Sean was laughing and yelling, “This is the best horse ever. Can I ride him again Mother…just one more time? My horse was the fastest of all of them. Did you see him, Mother?”
 

Mary Catherine was embarrassed that she had let her imagination get the best of her.  She hoped that Aengus had not seen her moment of panic. Still…why did she think that the horse was moving. Mary Catherine dropped to her knees in front of the horse and stared into the carved face. He was an old horse and had probably been carved in the mid 1800’s when the carousel was installed in Central Park. He was very old and yet still beautiful…and he was familiar. The brown marble eyes that were embedded in the exquisitely carved face seem to look at her with an acknowledgment.

A voice from a great distance sounded in the back of her mind, “I’m okay, Cat.

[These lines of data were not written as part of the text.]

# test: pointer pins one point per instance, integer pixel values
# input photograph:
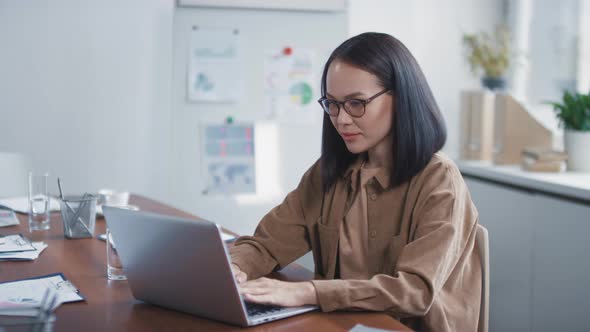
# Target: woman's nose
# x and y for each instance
(344, 117)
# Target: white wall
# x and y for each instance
(432, 31)
(86, 85)
(86, 90)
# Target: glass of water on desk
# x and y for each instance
(38, 202)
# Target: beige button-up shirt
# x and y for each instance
(424, 267)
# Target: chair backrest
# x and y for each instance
(483, 247)
(13, 174)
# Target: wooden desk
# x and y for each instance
(110, 306)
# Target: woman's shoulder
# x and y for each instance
(441, 171)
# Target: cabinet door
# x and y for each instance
(561, 280)
(507, 214)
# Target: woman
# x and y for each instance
(388, 217)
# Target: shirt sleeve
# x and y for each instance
(445, 229)
(281, 236)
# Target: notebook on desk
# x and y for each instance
(183, 264)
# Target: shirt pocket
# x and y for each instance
(328, 237)
(392, 253)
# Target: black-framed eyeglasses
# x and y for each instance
(354, 107)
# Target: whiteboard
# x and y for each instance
(297, 145)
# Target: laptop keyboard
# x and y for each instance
(255, 309)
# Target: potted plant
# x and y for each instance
(573, 113)
(490, 54)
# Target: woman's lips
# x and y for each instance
(349, 136)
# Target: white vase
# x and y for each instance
(577, 146)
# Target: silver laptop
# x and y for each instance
(183, 264)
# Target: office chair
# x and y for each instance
(13, 174)
(483, 247)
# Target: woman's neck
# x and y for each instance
(378, 159)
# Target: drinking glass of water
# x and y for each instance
(38, 202)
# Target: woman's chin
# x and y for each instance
(355, 148)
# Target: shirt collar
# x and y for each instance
(352, 172)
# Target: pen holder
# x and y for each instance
(79, 216)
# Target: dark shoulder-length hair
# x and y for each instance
(418, 128)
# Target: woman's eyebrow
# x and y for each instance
(348, 96)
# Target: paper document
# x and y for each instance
(24, 255)
(14, 243)
(21, 204)
(24, 297)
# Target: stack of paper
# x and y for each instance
(24, 255)
(27, 297)
(17, 247)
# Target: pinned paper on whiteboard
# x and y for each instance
(213, 70)
(290, 85)
(228, 163)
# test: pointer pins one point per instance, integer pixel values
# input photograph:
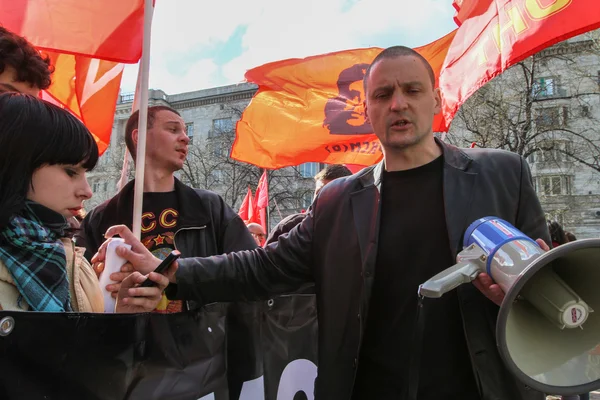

No, I am better than okay. I am wonderful! Thank you.” Large, hot tears fell from her eyes. This time the tears were not formed in sorrow but from a very deep sense of peace. Maybe everything was going to be okay now…for everyone.

 

As she stood to face little Sean and his continuing request to ride again, she saw a carved nametag on a carved gold chain hanging around the neck of the horse. She dropped back down to her knees to try to read the plaque. Even though her vision was still blurred by tears, she knew what this horse’s name would be. Wiping her eyes, she was able to make out the name that had been carved over a hundred years before - Coaltrain.
 

“Come on Mother…just one more time,” Sean pleaded.
 

“Well, this horse is special,” Mary Catherine agreed as she wiped her eyes. “Sure…why not? Let’s ride him again.”
 

“Do you want to ride next to me this time Mother?”
 

“Yes, I would love to,” she said. The music started and the carousel began to move. The brightly painted ponies chased each other around the carousel never gaining nor losing ground to the others.  But the black horse named Coaltrain still held his head high in perpetual joy.

The day began to wind down as did the energy of her two children. Aengus and Mary Catherine knew that they still had a bit of a trip to get back home, so they gathered their belongings. Aengus inquired of Mary Catherine several times on the trip back home about what she was thinking. He could see it in her eyes that she was preoccupied with something, but she always responded with “I don’t know…just thinking about the children, I guess”. She leaned over and gave him a meaningful kiss on his cheek. Aengus had been married long enough to know when to stop asking.

 

Mary Catherine held her Mary Jean’s hand while Aengus put Sean on his shoulders. As they turned to walk back home, Mary Catherine looked back one more time to see Coaltrain. She caught a glimpse of him going around the far side of the ride. She could not be sure, but it looked as if a lady dressed in white with long blond hair was riding him. As the carousel came back around, Coaltrain’s only rider was a small girl with her mother standing alongside of her.